Flam clearly wasn’t the only attendee with a special connection to “¡Three Amigos!,” as a majority of the audience sang along to the film’s musical segments. Attendee Bryson Wallace was invited onstage during the pre-show sing-with-the-band segment and was given a sweater for his participation – referencing a scene where the villainous El Guapo (Alfonso Arau)giddily receives the same gift from his fellow bandits.
Wallace said he has seen “¡Three Amigos!” over 40 times, but was unaware of the film’s wider cult following, as he only ever shared his love for the film with his family. Watching the movie in a theater was different than watching it at home, Wallace said, as the film’s absurdist humor drew surprising giggles from the receptive audience. He cited, in particular, a scene where the three amigos share a drawn-out laugh about a “male plane” versus a “mail plane.”
“That joke was probably the most extended laugh of the (screening) and it was so good because when you watch it at home, that (moment) does not land,” Wallace said.
Wallace unintentionally outlined another rule of cult classics. Rule No. 9 is geared specifically toward cult comedies like “¡Three Amigos!,” which receive mixed reviews upon release but are now lauded as classics.
Unofficial cult movie screening rule No. 9: If you’re watching a cult comedy, don’t expect all the jokes to immediately resonate with you.

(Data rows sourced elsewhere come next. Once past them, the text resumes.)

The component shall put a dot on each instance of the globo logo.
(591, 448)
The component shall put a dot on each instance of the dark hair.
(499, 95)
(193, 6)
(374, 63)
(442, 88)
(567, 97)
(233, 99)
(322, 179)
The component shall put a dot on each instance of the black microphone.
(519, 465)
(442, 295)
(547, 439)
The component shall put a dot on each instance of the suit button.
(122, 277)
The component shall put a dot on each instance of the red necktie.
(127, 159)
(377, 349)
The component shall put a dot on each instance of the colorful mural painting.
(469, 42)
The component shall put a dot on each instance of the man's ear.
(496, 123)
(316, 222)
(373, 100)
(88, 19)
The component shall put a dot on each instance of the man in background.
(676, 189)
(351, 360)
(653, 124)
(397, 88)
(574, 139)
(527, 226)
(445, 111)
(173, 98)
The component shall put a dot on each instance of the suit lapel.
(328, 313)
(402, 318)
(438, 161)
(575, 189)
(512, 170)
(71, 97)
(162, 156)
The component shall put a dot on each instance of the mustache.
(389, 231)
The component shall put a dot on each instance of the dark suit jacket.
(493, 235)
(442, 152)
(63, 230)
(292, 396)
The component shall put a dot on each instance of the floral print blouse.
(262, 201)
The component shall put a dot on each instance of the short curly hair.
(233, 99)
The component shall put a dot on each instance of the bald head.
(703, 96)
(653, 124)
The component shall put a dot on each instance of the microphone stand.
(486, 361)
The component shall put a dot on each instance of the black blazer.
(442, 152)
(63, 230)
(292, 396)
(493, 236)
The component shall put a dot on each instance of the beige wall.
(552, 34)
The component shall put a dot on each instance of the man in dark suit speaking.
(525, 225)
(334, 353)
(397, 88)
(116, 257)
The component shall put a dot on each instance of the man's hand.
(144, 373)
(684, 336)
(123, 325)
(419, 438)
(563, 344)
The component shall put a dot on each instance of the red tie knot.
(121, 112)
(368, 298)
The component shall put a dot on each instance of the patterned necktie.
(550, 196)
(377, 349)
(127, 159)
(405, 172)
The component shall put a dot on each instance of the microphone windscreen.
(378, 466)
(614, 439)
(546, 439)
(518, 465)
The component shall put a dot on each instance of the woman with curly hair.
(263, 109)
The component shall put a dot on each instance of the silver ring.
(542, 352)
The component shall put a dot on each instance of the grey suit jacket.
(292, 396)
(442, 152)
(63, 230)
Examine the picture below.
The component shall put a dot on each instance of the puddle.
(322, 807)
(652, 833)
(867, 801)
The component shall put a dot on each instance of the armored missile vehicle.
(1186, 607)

Much of “¡Three Amigos!” is a hilarious romp, including pratfalls off high buildings and overwrought gunfights between the three stars and El Guapo’s gang. That being said, there are also dumb jokes that inspire groans or awkward chuckles, which could be what elevates the film to its cult status. The goofy punchlines are easily repeatable and, if you’ve seen the film many times over, those silly sayings or songs tie the fandom together, creating a shared vernacular about the movie.
It’s also worth mentioning that the film’s 1980s context features broad characterizations of Mexican bandits that could be considered problematic today. That being said, because every character in the film is an over-the-top caricature, the film’s comedy leans heavily on the buffoonery of the three amigos themselves for laughs, rather than on stereotypes. I was surprised by how much I laughed at the film and how sweetly it ended, with the main stars learning to do good despite their terrible incompetence.
The audience clapped and whooped as credits rolled over Martin, Chase and Short riding off into the sunset. For Vanessa Ragland, Dynasty Typewriter’s other artistic director, the film’s theme of friendship, combined with its infectious silliness, is what draws attendees back to a screening over 30 years later.
“(‘¡Three Amigos!’ is) like smart slapstick,” Ragland said. “It’s a really clever script, but it’s still physically silly. It’s a contagious, happy movie. … You can’t help but love it.”